Actually I don't think it makes sense to load all the blame on Greece. There is a structural problem within the eurozone, for we can now see clearly that its different economies need different interest rates. Had Greece not been in the common currency it would not have been able to run up such huge debts. It cannot realistically repay those debts, so anyone who has lent money to Greece faces a big loss. But the rising indebtedness is a burden on almost the entire continent and even the strongest nation, Germany, feels it has to eliminate its deficit.


There is a very practical reason for what people might see as German masochism. It is that a tough fiscal line holds down the country's borrowing costs. Spain has to pay two percentage points of interest more than Germany for 10-year money; Belgium has to pay one per cent more; and even France (which has been somewhat tardy in cutting its deficit) has to pay 0.5 per cent a year more.


To be realistic, interest costs for all governments are likely to climb in the next two or three years as monetary policy gets back to normal. So it makes sense not only to cut borrowings but, in so doing, to try also to keep interest costs as low as possible. So it is not really masochism, it is mathematics.


US outlook deteriorates


But – and this is the downside – a faster-than-expected return towards balanced budgets is likely in the short term to depress demand. It would be nice to be able to assure people that the boost to confidence and the lower-than-otherwise interest rates will more than offset the impact of fiscal consolidation.


In the longer term that is almost certainly true. But we are talking about the next year and it is not realistic to expect the private sector to switch on the demand that the public sector is withdrawing, especially if the former is clobbered with higher taxes.


The US outlook has also deteriorated. The head of the Federal Reserve Board, Ben Bernanke, said last Monday that he hoped the US would avoid a double dip. "My best guess is we will have a continued recovery, but it won't feel terrific," he said.


Let's hope he is right, but the fact that he should feel obliged to say so carries the implicit warning that another dip is very possible. What seems to have happened is that the various one-off schemes designed to turn the US economy around have now expired: for example, the "cash for clunkers" car scrap scheme and the tax credit for people buying new homes or trading up. The very latest job statistics showed a surge in employment, but only because of temporary government jobs associated with the US census. Jobs in the private sector only inched up. When those figures were published earlier this month share markets around the world plunged.


That leads to two final indicators that, while not actually signalling a double dip, would at least be consistent with one occurring. One is share markets. They do reflect, in their incoherent way, the collective view of the global investment community, the world's savers. Typically they give a few months' notice of big swings in the world economy. They plunged in the autumn of 2008, suggesting that 2009 would be a dreadful year, as indeed it was. And they recovered from March 2009 onwards, suggesting that we were beginning to bottom out, as indeed we were. The markets are now suggesting there will be some sort of pause in the recovery, and we should not ignore them.
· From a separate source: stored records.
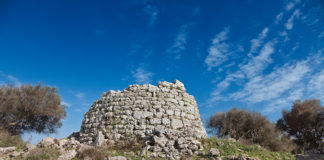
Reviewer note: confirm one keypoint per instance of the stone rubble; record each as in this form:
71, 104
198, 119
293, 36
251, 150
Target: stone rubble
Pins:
165, 117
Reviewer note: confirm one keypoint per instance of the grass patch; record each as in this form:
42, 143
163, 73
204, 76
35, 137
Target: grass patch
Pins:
8, 140
233, 148
43, 154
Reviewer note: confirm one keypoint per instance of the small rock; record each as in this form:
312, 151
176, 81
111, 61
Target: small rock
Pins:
68, 155
117, 158
161, 141
29, 147
100, 139
46, 142
4, 151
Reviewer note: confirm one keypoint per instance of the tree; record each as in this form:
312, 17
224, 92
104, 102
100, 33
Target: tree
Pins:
304, 123
30, 108
251, 127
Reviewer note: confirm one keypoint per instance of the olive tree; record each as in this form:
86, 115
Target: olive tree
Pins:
304, 123
30, 108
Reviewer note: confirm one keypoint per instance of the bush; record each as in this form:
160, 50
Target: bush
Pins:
43, 154
252, 128
8, 140
305, 123
30, 108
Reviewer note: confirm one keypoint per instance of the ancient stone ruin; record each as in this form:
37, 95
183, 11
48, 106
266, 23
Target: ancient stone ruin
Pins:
165, 117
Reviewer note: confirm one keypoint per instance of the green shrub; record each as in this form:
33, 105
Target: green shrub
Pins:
43, 154
8, 140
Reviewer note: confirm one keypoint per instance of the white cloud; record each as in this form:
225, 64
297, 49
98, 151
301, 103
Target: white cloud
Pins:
217, 52
66, 104
152, 11
14, 80
257, 64
273, 85
256, 43
180, 41
279, 17
141, 75
316, 86
9, 80
80, 95
291, 5
284, 101
290, 23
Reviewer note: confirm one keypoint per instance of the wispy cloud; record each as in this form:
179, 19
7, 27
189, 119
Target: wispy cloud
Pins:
142, 75
279, 17
256, 43
9, 79
14, 80
180, 42
258, 63
316, 85
271, 86
290, 23
217, 52
152, 11
66, 104
80, 95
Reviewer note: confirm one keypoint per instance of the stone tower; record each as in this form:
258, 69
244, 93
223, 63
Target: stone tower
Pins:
164, 116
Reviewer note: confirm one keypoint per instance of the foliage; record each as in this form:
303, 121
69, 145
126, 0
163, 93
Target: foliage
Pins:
8, 140
249, 127
305, 123
229, 147
30, 108
43, 154
122, 148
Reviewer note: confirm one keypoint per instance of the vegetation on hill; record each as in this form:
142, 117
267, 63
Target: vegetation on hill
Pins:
251, 128
305, 122
30, 108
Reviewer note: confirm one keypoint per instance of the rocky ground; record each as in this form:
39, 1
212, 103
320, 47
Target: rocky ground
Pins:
71, 149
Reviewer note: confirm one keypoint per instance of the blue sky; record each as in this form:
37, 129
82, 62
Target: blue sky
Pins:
256, 55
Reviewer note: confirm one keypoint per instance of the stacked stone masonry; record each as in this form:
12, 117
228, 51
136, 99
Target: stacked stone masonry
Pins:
165, 117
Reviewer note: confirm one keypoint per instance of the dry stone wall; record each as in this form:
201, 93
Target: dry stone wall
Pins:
165, 117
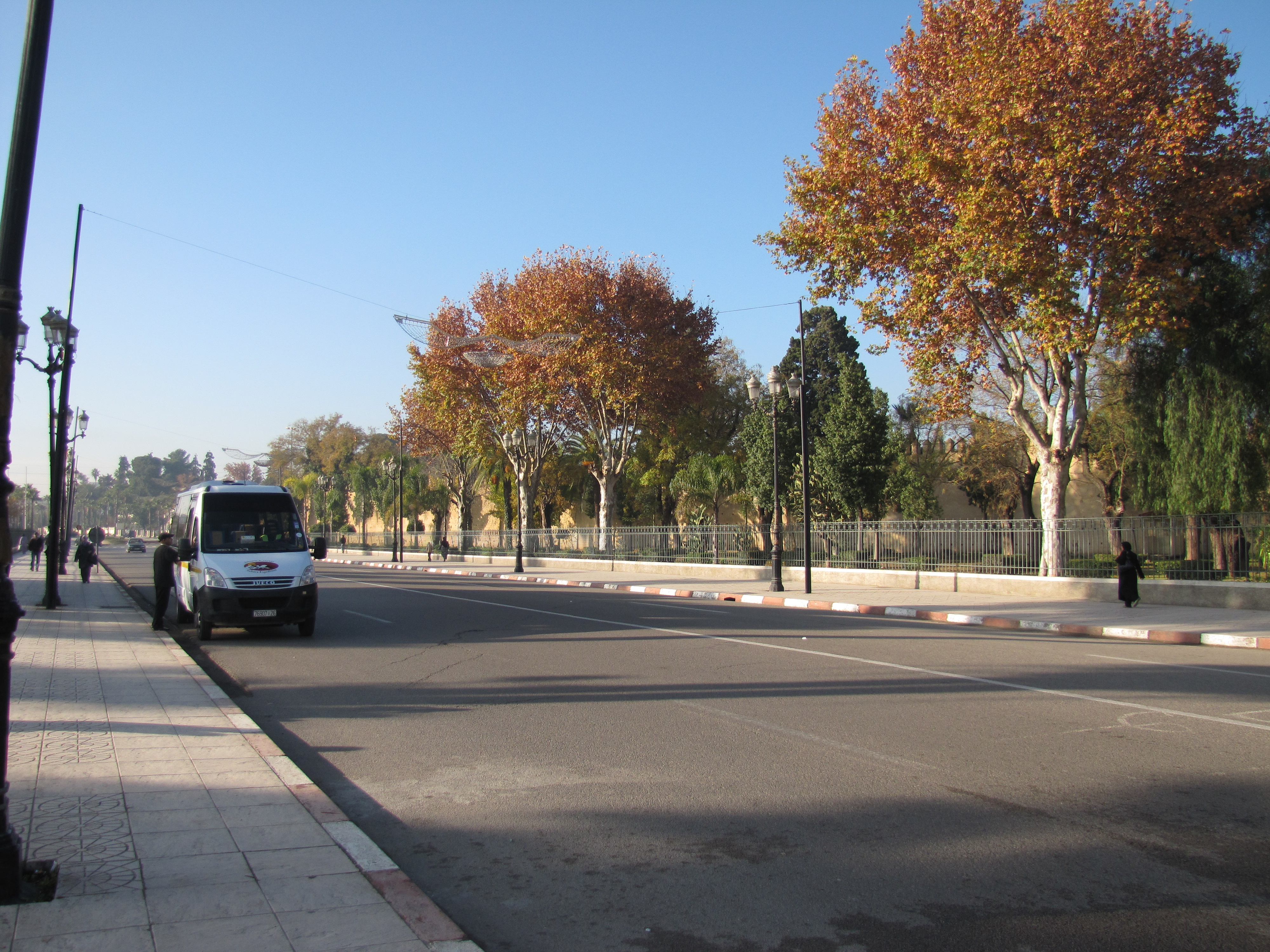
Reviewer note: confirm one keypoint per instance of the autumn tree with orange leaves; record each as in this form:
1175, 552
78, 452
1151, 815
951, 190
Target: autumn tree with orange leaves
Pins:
642, 357
458, 406
1032, 191
642, 360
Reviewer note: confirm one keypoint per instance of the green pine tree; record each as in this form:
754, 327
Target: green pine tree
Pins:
853, 456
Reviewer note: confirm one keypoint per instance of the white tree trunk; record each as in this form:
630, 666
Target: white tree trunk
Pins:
608, 503
1056, 473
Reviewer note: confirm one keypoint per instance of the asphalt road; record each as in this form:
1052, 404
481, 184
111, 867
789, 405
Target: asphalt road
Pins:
571, 771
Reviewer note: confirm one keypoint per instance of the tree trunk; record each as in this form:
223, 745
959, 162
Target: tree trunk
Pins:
507, 503
525, 498
1027, 484
1055, 475
765, 531
605, 508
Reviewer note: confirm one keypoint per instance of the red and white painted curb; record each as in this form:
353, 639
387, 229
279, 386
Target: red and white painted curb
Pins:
1093, 631
408, 901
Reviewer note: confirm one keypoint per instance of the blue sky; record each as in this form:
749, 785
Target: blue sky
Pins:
396, 152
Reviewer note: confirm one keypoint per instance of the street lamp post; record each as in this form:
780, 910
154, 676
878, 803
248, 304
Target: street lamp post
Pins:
15, 214
794, 387
521, 446
60, 355
324, 483
802, 422
69, 522
392, 470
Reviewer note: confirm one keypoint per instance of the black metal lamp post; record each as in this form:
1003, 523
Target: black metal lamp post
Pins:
794, 387
796, 390
13, 242
55, 337
69, 522
324, 484
521, 447
802, 421
391, 469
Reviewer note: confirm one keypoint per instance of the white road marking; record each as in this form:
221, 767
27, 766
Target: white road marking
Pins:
805, 736
1170, 664
350, 611
933, 672
683, 609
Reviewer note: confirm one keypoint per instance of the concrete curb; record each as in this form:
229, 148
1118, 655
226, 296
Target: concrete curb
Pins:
1093, 631
425, 918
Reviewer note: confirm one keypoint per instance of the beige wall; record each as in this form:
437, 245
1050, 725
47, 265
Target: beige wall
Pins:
1084, 499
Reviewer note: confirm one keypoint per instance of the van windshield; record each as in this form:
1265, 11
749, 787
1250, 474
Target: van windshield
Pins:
251, 522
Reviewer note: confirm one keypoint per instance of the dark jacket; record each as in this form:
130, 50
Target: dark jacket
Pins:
1128, 571
166, 564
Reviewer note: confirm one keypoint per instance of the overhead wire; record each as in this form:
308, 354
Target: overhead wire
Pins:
327, 288
244, 261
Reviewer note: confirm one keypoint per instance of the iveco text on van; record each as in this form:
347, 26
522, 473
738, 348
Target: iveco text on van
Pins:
244, 558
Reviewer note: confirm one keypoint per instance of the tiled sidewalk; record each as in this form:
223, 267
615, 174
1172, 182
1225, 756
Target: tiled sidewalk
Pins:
175, 821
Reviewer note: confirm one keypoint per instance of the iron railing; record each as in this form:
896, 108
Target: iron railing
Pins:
1201, 548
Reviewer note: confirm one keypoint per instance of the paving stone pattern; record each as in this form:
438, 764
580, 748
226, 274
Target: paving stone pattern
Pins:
172, 832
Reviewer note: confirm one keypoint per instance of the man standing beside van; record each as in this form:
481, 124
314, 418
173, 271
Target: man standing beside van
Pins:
166, 577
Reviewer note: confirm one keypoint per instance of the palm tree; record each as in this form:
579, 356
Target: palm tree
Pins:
709, 482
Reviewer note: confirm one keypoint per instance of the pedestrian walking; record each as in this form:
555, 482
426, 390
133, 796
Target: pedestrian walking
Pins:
1128, 571
86, 554
166, 577
36, 546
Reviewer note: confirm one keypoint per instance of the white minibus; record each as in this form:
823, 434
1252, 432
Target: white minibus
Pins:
244, 558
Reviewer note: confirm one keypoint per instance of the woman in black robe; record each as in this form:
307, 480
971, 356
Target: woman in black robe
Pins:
1130, 571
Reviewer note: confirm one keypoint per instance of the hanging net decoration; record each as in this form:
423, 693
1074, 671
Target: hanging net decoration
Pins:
244, 458
416, 327
544, 346
487, 359
495, 346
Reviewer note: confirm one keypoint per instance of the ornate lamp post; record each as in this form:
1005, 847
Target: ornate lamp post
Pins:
794, 387
69, 522
392, 469
324, 483
62, 340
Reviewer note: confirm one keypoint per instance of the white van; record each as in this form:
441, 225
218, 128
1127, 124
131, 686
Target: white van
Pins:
244, 558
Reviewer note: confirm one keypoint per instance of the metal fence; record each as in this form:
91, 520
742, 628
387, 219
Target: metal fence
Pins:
1205, 548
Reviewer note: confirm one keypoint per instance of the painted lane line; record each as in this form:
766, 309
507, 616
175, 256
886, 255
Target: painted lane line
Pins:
1230, 640
683, 609
933, 672
1196, 667
384, 621
805, 736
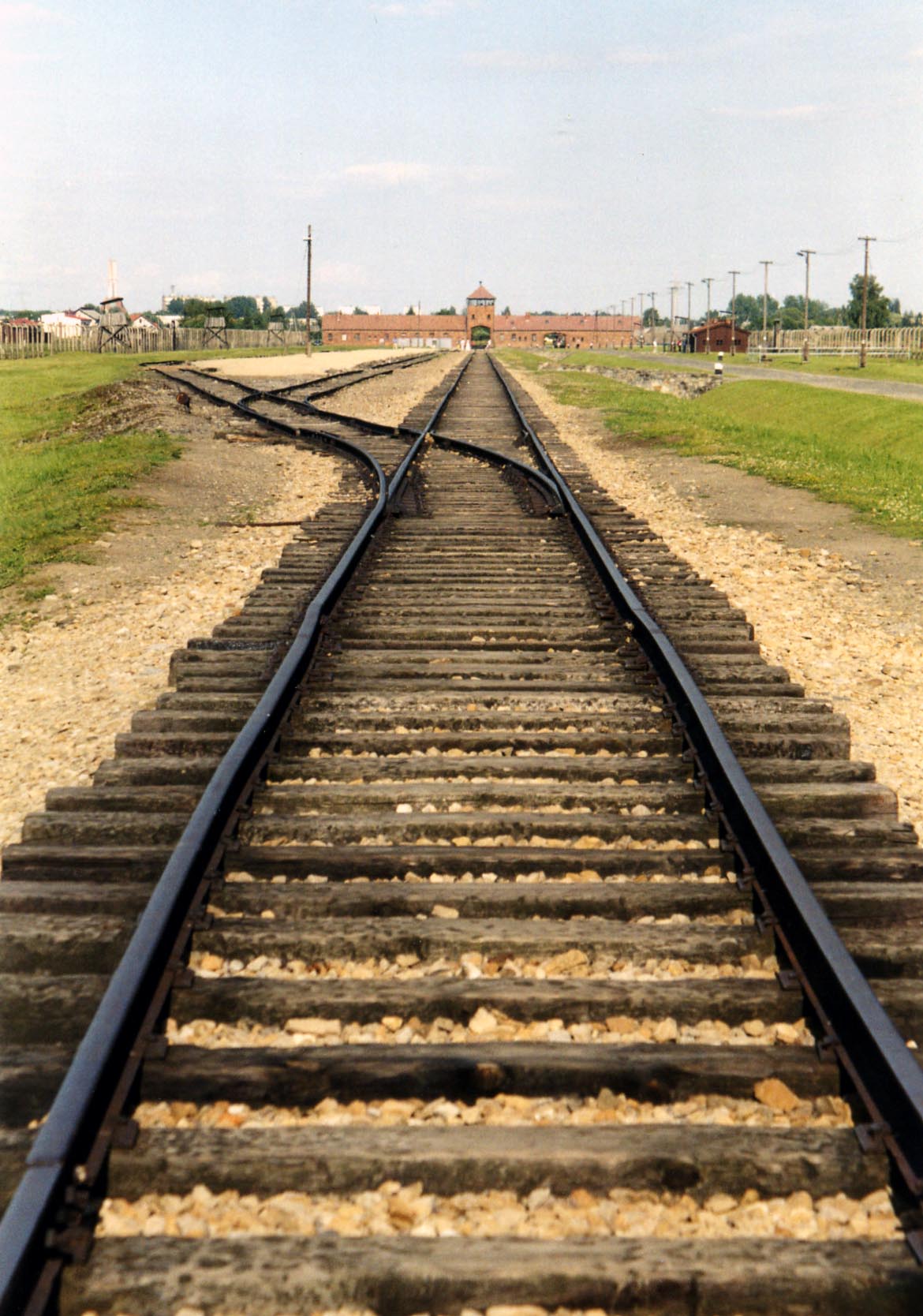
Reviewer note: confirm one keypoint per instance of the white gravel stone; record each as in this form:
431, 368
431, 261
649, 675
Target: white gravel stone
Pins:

Finally, if you look at major recessions over the past century, they do often have double bottoms.


In South Korea, they
have their own worries


Power has indeed flipped in the world economy. There are few fears of a double dip in South Korea, where I am at an economic conference in Seoul. There was a mild recession last year, but the government this year predicts 5% growth. Main worry? Aside from the obvious political concerns about the north, the topic that keeps coming up is European government indebtedness. Might a stagnant Europe hold their exports back?


We used to worry about the Asian debt crisis; now they worry about ours.